ASMEA’s Debut

I am happy to report that the inaugural conference for the Association for the Study of the Middle East and Africa (AMESA)on April 25-26, 2008 went extremely well. The title of the conference was “Evolution of Islamic Politics, Philosophy and Culture in the Middle East and Africa: From Traditional Limits to Modern Extremes.” In six months’ time, ASMEA has grown to about 500 scholars from 40 countries representing 230 colleges and universities from 35 academic disciplines. Nearly 250 people attended the first conference.

Six panels and two roundtables covered such subjects as Islamic philosophy, religious obligation, current case studies in the Middle East and Africa, and more. The chair of the Academic Council of ASMEA, Bernard Lewis, gave the keynote speech on the subject of “Studying the Other: Different Ways of Looking at the Middle East and Africa.” In his speech, Lewis demonstrated that no civilization in history has made the study of “the Other” for its own sake important, except for Western civilization (for which the West is nevertheless disparaged in many a Middle Eastern studies program). Click here to watch Lewis’ speech. Media reports on the conference can be found here and here.

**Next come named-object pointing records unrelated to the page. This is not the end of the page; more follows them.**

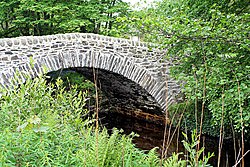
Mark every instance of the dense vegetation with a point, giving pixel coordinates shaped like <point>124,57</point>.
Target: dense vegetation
<point>43,125</point>
<point>207,40</point>
<point>33,17</point>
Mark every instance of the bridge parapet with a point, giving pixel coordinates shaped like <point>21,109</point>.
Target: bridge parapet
<point>137,61</point>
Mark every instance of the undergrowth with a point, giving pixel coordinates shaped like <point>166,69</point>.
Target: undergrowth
<point>42,125</point>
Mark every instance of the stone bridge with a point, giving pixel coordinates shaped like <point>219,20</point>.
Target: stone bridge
<point>142,63</point>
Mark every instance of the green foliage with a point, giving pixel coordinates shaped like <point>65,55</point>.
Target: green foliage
<point>194,155</point>
<point>209,43</point>
<point>32,17</point>
<point>42,126</point>
<point>174,161</point>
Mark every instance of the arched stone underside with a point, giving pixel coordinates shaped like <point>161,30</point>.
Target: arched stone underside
<point>119,93</point>
<point>143,64</point>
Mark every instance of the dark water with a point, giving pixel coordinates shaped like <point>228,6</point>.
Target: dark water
<point>151,135</point>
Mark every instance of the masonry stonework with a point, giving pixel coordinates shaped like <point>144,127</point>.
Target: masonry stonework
<point>140,62</point>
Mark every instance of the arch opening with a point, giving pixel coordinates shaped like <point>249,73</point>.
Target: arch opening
<point>118,93</point>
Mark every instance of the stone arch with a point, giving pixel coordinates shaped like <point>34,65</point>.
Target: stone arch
<point>133,60</point>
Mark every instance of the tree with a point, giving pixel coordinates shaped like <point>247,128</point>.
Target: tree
<point>41,17</point>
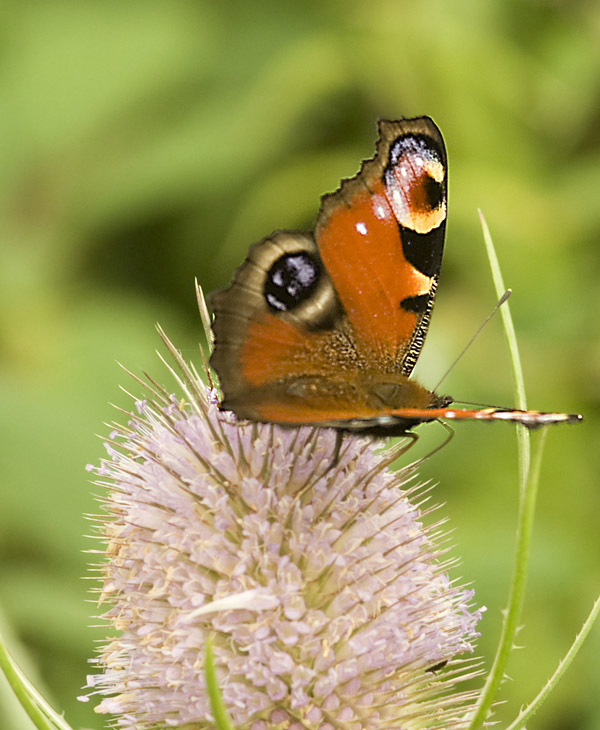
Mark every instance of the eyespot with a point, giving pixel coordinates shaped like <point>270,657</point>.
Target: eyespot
<point>415,180</point>
<point>291,280</point>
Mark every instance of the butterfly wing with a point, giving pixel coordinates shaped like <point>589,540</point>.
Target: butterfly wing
<point>381,237</point>
<point>326,329</point>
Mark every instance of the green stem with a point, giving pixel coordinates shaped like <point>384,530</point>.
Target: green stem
<point>517,590</point>
<point>523,445</point>
<point>217,706</point>
<point>36,707</point>
<point>528,482</point>
<point>525,714</point>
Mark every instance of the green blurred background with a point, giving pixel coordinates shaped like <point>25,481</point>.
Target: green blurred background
<point>144,143</point>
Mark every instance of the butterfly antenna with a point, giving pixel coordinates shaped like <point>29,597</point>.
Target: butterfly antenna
<point>497,306</point>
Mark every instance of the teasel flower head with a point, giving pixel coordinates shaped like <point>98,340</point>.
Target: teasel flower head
<point>327,600</point>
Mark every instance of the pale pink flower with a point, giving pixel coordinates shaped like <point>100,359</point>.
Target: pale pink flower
<point>326,596</point>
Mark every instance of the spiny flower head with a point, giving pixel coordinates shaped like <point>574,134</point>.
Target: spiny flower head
<point>326,598</point>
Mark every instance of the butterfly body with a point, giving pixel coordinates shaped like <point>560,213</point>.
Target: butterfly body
<point>325,328</point>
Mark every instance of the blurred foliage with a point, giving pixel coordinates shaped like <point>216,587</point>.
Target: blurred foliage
<point>146,142</point>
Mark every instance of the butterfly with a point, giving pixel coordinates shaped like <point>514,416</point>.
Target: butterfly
<point>325,328</point>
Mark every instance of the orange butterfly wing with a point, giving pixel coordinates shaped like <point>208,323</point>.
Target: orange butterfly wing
<point>327,329</point>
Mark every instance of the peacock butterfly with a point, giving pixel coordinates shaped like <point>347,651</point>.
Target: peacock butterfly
<point>325,328</point>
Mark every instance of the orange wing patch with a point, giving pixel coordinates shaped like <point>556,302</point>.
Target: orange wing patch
<point>361,248</point>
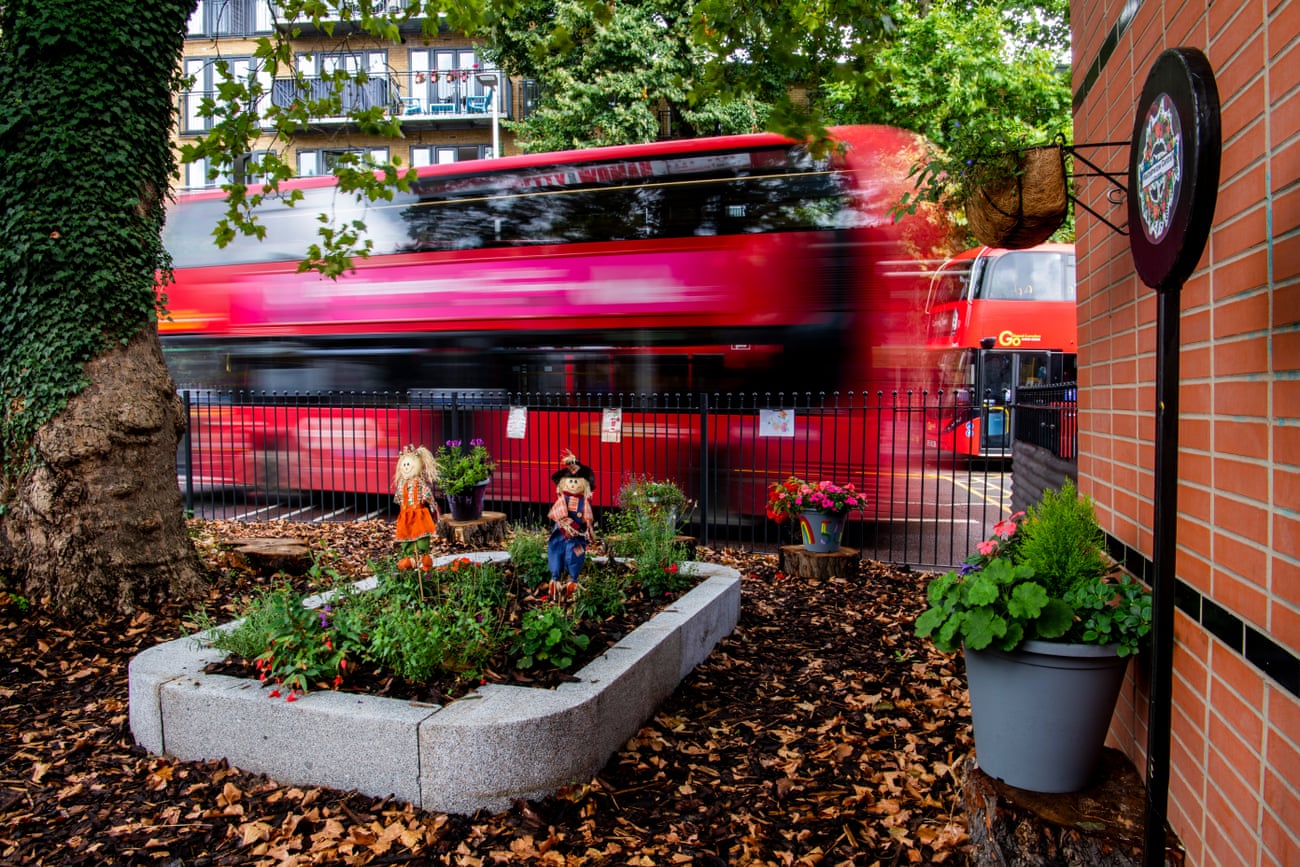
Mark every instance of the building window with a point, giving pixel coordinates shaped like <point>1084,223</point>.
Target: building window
<point>230,18</point>
<point>443,154</point>
<point>325,160</point>
<point>206,77</point>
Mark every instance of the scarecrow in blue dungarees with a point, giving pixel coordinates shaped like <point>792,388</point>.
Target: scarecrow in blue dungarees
<point>573,530</point>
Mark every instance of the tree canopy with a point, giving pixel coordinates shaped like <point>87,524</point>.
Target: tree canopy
<point>89,508</point>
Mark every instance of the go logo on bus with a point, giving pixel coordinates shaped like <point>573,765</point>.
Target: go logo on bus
<point>1012,338</point>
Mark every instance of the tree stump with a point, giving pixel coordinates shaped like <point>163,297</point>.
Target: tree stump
<point>482,532</point>
<point>271,555</point>
<point>1099,827</point>
<point>819,564</point>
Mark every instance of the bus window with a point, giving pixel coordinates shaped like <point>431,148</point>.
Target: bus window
<point>949,285</point>
<point>1030,276</point>
<point>1032,369</point>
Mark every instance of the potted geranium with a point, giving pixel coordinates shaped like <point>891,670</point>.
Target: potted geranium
<point>1047,624</point>
<point>655,501</point>
<point>819,507</point>
<point>463,475</point>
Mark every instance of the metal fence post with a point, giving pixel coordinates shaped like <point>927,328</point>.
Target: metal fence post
<point>705,469</point>
<point>189,452</point>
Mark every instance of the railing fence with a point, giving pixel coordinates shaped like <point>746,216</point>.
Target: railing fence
<point>326,456</point>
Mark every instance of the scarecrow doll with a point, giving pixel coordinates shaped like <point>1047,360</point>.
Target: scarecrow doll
<point>573,530</point>
<point>417,519</point>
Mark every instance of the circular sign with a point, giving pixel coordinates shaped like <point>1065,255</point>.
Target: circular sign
<point>1173,168</point>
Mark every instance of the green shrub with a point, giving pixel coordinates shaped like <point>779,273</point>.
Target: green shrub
<point>527,549</point>
<point>547,634</point>
<point>1061,540</point>
<point>603,590</point>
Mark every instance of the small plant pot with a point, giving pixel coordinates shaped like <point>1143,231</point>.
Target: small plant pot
<point>469,504</point>
<point>1025,209</point>
<point>1041,712</point>
<point>820,530</point>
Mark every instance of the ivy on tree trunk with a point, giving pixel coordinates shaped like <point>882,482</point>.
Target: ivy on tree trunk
<point>90,511</point>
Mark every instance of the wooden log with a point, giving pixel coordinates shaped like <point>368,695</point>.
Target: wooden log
<point>271,555</point>
<point>817,564</point>
<point>484,532</point>
<point>1099,827</point>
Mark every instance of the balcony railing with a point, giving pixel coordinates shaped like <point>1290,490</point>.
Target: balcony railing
<point>338,25</point>
<point>453,94</point>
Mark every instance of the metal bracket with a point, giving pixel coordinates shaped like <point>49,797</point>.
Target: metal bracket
<point>1117,193</point>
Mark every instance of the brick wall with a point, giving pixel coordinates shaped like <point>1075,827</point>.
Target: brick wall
<point>1235,742</point>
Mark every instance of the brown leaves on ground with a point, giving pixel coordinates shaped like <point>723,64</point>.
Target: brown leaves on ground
<point>822,732</point>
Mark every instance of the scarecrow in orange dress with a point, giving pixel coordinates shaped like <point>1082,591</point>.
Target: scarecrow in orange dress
<point>417,516</point>
<point>575,524</point>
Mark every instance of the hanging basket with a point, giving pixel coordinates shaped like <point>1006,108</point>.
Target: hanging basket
<point>1026,209</point>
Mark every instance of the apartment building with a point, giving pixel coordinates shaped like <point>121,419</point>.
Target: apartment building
<point>449,100</point>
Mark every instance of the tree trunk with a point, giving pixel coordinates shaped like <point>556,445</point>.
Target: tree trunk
<point>99,520</point>
<point>90,511</point>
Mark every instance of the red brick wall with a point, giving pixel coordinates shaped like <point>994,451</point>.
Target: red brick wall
<point>1235,742</point>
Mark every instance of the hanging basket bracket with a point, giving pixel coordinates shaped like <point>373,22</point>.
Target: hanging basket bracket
<point>1117,191</point>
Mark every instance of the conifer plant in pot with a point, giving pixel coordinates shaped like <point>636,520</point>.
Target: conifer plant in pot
<point>1047,624</point>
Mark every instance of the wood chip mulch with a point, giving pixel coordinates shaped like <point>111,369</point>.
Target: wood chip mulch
<point>820,732</point>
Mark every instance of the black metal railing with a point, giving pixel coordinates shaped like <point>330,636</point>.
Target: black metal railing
<point>315,456</point>
<point>1048,416</point>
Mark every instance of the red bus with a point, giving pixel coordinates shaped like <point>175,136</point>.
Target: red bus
<point>739,263</point>
<point>999,320</point>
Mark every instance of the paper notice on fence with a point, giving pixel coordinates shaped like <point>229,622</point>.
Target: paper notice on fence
<point>611,425</point>
<point>776,423</point>
<point>516,423</point>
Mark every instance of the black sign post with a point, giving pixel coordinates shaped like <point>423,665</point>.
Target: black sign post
<point>1173,186</point>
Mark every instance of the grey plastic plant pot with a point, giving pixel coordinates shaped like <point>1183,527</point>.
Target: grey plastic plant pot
<point>1041,712</point>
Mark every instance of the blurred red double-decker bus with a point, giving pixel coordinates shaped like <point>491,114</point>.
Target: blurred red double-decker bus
<point>999,320</point>
<point>732,264</point>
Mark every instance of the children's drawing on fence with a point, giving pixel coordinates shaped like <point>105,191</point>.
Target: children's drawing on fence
<point>776,423</point>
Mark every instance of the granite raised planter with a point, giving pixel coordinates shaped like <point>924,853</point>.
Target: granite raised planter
<point>481,751</point>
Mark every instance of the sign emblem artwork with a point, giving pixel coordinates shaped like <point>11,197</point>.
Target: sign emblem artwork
<point>1160,168</point>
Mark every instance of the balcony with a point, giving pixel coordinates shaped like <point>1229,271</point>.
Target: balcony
<point>423,100</point>
<point>347,18</point>
<point>451,98</point>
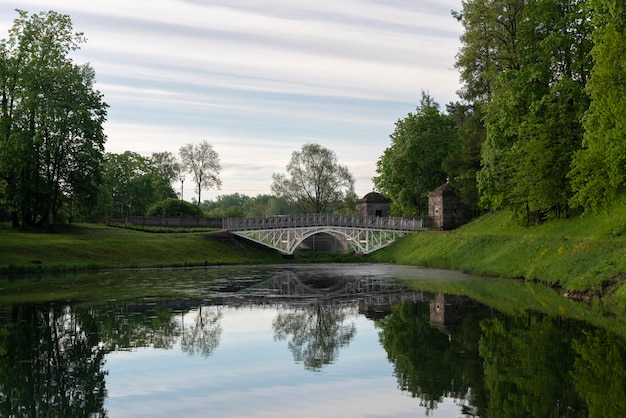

I invite you to consider joining ASMEA to help us build a strong academic society dedicated to defending free inquiry into the important regions of the Middle East and Africa.

2 Responses to “ASMEA’s debut”

  1. on 05 May 2008 at 10:11 am Philip Carl Salzman I joined ASMEA and participated in its first annual conference. For me, ASMEA provides an alternative to the Middle East Studies Association (MESA), which has tended to take an obscurantist or apologist line toward Islamism and its threat to the West, as well as a pro-Arab line on the Arab-Israel conflict. The “postcolonial” approach so prevalent in MESA, blaming all problems of the Middle East on the West, was not much in evidence at the ASMEA conference. Many of the difficult issues of contemporary conflict were tackled head-on in ASMEA conference papers. And for once, we academics were not just talking to each other. The conference was enriched by the participation, and by some papers, from members of independent think tanks and agencies, members of various governments, and members of the military. There were definitely more military crew cuts than appear at most academic conferences. This is a constructive development. We want academics to be more realistic, and we want agencies, governments, and the military to be better informed. ASMEA has found a fruitful niche, and I look forward to future conferences. Philip Carl Salzman is a member of MESH.
  2. on 08 May 2008 at 4:55 am Raymond Ibrahim As a person who had (more or less) vowed never to bother with most Middle Eastern conferences—I have been to too many farces on both the university and governmental level—ASMEA’s recent inaugural conference was a breath of fresh air. Why? What makes it different? Two main reasons come to mind: First, the atmosphere of “you’re either with us or against us"—i.e., you’re either an apologist for radical Islam, who believes that Israel is the source of all woes, who filters all data through a secularist/materialistic epistemology, or otherwise you’re a hate-mongering, “Islamophobic,” simpleton—was refreshingly absent. Which, of course, is the purpose of the organization: a return to objectivity—in all its ugliness. Second, the presentations revolved around topics that actually mattered and were relevant—again, something of a rarity in this field. Presentations revolved around: Islamic jurisprudence (usul al-fiqh) and hermeneutics; sharia law and jihad’s role; war and peace in Islam; the problematic practice of takfir; and apocalyptic discourse in Islam. Compare these pressing themes to one of the Center of Contemporary Arab Studies’ most recent presentations, “Orientalism and Sexual Rights.” The point here is not so much that “orientalism” and “gender studies” are unimportant aspects when studying the Middle East; far from it. Rather, the point is that there are many extremely important and pressing topics—such as jihad, sharia law, and radical Islam—that the world needs answers to, but that are being virtually ignored by those who are most expected to provide an answer. In the place of this void, it was inevitable that a more relevant and objective organization studying the Middle East, Africa, and the Islamic world would come into being. More’s the pity it did not come sooner. Raymond Ibrahim is a member of MESH.